Thomas Graff, head of fixed income at Brown Advisory:
“For stocks, perhaps some investors really thought the Fed would allow inflation to run above 2% indefinitely, or that the weak employment reports recently would somehow change their minds about the intermediate-term trajectory,” he said. “However what we are seeing today is the Fed sticking closely to their own average inflation targeting framework.”
Max Gokhman, head of asset allocation at Pacific Life Fund Advisors:
“What we got in terms of the hawkish surprise was the two hikes in 2023. Notably, this is what Fed futures were expecting, but perhaps not stock investors. Even more interesting is two of the dots went all the way up to 1.625. That’s just bonkers,” he said. “Market reaction is generally what we’d expect: stocks down and yields up in perfect asymmetry, but digging one layer deeper, it’s surprising that value is down more than growth — generally it’s the growth stocks that get hurt more by higher rates.”
Patrick Leary, chief market strategist at InCapital:
“It’s decidedly a hawkish tilt here. Certainly a quicker path to normalization and hiking rates potentially. As such we see the belly of the curve really under-performing, the 5-year sector is the worst under-performer right now. That’s definitely hawkish in that belly of the curve area. I’m looking at that as bit of a buying opportunity, it might be a bit of an overreaction. Equities are going to be concerned about the fact that at some point the Fed is going to take away the punch bowl. That’s why they’ve been slowly grinding to their all-time highs.”
Adam Phillips, managing director of portfolio strategy at EP Wealth Advisors:
“This week’s FOMC meeting was expected to be the highlight of the week and it did not disappoint. To go from expectations of Fed liftoff in 2024 to the dot plot projecting two hikes by the end of 2023 likely caught many off guard. Investors are still wondering how the Fed defines terms like ‘transitory’ and ‘substantial further progress.’”
James McCann, deputy chief economist for Aberdeen Standard Investments:
“This is not what the market expected,” he said. “This change in stance jars a little with the Fed’s recent claims that the recent spike in inflation is temporary. If price volatility is temporary then there’s no obvious reason why they need to raise rates sooner than planned, especially with the labor market having disappointed of late. For some it is certainly going to signal deeper concerns about inflation on the committee.”

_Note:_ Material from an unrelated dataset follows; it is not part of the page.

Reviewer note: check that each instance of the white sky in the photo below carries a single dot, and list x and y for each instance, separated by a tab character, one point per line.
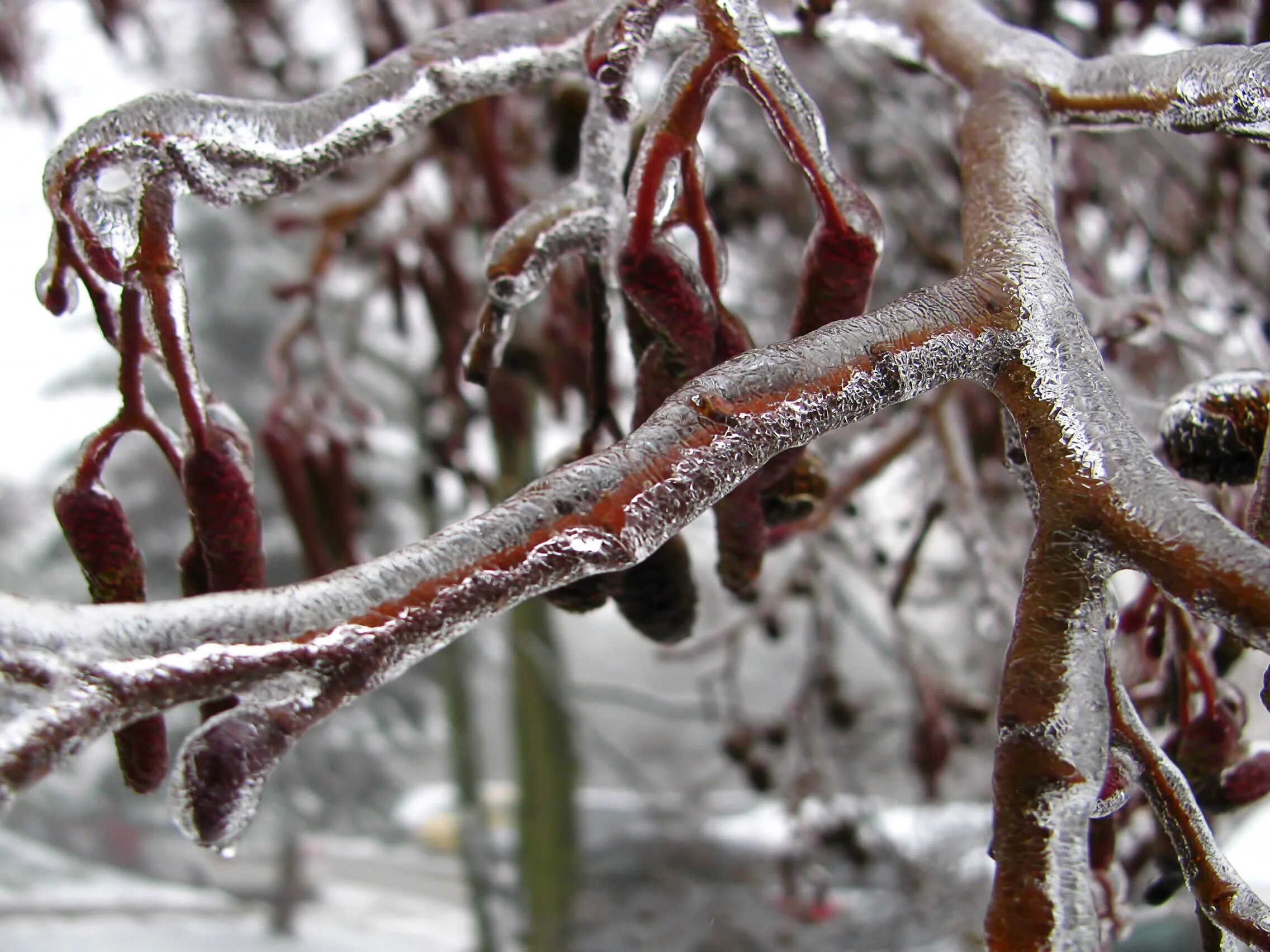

Paul Ashworth, chief U.S. economist at Capital Economics, wrote:
“The Fed continued to stick to its view that the surge in inflation ‘largely’ reflects ‘transitory factors”’, but officials revised their inflation projections up significantly for this year and the median projection now shows two 25bp rate hikes in 2023,” he said. “We had assumed the Fed would be a little more willing to let inflation rip in favor of ensuring a ‘broad and inclusive’ labor market recovery – and were only forecasting one 25bp rate hike. But we clearly misjudged the Fed’s evolving reaction function and tolerance for inflation.”
Michael Shaoul, chief executive officer at Marketfield Asset Management LLC:
“For the time-being we appear to still be in a ‘phony war’, with enough ‘special cases’ in the inflation data to allow for the ‘transitory’ argument to hold sway over the market. This is largely because it is simply too inconvenient (and costly) to admit that we are already experiencing much higher and broader inflation than any mainstream estimate expected, and our concern is that the longer it takes for power of the inflationary impulse to be admitted the faster the adjustment in asset prices is likely to be.”